Thursday, October 9, 2008

BEAT SAXET.

You know what time it is, right? It's time for OU students to make the Southbound 35 trip to Dallas to see the Sooners "beat the hell outta" texas. Unfortunately, it's not that easy to get there from NYC, so I'll be rooting from here. I'm just a little sad to miss out on the the shopping, the West End craziness, a first-hand view of the game, and all of the "What happens at OU/tx..." moments, but I'll survive.

However, I do need to throw my 2 cents into the trash-talking, so here are some jokes for you Sooner fans:

A guy in a bar leans over to the guy next to him and says, "Wanna hear a good Texas joke?"

The guy next to him replies, "Well before you tell that joke, you should know something. I'm 6' tall, 200 lbs., and I am a Texas grad. The guy sitting next to me is 6' 2" tall, weighs 225, and he's a Texas grad. And the fella next to him is 6' 5" tall, weighs 250, and he's a Texas grad. Now, you still wanna tell that joke?"

The first guy says, "No, not if I'm gonna have to explain it three times."

Q: What do you call a good looking girl on the University of Texas campus?

A: A visitor.

Q: How many Texas fans does it take to screw in a light bulb?

A: One, but he gets 3 credits.

It was reported that Texas head football coach Mack Brown will only be dressing twenty players for the Oklahoma game. The rest of the players will have to get dressed by themselves.

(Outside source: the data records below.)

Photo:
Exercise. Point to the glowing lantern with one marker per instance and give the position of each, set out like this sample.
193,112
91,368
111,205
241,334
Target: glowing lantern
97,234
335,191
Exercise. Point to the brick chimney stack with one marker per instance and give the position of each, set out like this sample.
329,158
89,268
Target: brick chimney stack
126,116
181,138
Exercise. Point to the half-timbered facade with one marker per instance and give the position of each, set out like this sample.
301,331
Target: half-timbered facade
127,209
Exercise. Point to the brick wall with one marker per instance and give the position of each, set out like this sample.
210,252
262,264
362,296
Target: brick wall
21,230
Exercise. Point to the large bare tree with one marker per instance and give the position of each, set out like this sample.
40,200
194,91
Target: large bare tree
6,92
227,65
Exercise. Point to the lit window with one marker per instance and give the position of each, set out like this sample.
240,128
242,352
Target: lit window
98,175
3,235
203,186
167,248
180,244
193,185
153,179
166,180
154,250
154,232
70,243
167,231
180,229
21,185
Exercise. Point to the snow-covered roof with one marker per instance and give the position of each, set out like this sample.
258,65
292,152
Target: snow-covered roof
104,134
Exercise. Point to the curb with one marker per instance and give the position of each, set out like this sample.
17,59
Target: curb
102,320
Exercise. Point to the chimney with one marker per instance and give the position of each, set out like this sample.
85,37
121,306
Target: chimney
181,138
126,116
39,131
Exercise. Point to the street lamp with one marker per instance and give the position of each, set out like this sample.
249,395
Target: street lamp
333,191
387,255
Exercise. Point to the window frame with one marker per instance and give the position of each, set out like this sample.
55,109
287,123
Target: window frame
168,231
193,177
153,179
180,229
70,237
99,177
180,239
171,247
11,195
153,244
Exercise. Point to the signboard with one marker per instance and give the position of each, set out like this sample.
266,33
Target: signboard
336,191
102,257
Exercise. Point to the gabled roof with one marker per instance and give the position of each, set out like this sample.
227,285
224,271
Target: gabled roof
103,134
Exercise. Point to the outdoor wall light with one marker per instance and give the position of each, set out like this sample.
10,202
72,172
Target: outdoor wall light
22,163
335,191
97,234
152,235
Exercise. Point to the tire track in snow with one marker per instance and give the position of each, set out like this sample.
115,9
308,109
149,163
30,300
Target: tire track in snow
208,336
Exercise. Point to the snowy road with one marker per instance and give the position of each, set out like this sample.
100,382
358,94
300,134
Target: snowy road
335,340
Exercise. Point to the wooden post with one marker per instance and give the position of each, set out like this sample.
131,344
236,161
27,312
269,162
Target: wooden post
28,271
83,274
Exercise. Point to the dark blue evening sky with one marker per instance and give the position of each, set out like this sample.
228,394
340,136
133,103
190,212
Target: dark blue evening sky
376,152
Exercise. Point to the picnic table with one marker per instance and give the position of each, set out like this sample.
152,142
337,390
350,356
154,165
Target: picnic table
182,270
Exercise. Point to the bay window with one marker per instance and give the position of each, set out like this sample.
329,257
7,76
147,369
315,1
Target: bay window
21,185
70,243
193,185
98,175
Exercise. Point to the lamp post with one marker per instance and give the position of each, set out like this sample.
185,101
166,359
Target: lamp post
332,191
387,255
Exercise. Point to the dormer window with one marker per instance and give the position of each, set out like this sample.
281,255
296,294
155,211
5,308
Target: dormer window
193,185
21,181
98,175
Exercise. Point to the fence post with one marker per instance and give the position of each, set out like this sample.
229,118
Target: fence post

Four college alumni were climbing a mountain one day: a Texas, an Oklahoma grad, a Florida grad, and a Notre Dame grad. Each proclaimed to be the most loyal of all fans at their alma mater.

As they climbed higher, they argued as to which one of them was the most loyal of all. They argued all the way up the mountain, and when they reached the top, the Notre Dame grad hurled himself off the mountain, shouting "This is for the Fighting Irish!" as he fell to his doom.

Not wanting to be out done, the Florida grad threw himself off the mountain proclaiming, "This is for the Gators!"

Seeing this, the Oklahoma grad walked over and shouted "This is for the Sooners!" and pushed the Longhorns fan off the side of the mountain.

Q: What's the only sign of intelligent life in Austin?

A: Norman: 370 Miles

One day in an elementary school in Austin, TX, a teacher asks her class if the Texas Longhorns are their favorite football team. The whole class says yes, except for Little Jimmy.

The teacher asks, "What's your favorite football team, Jimmy?" Little Jimmy says, "The Oklahoma Sooners."

The teacher asks, "Well, why is that?" Little Jimmy says, "Well, my dad is a Sooner fan, my mom is a Sooner fan, I guess that makes me a Sooner fan."

The teacher angered by his reply says, "If your dad was a moron and your mom was an idiot what would that make you?" Little Jimmy says, "Well, I guess that would make me a Texas fan."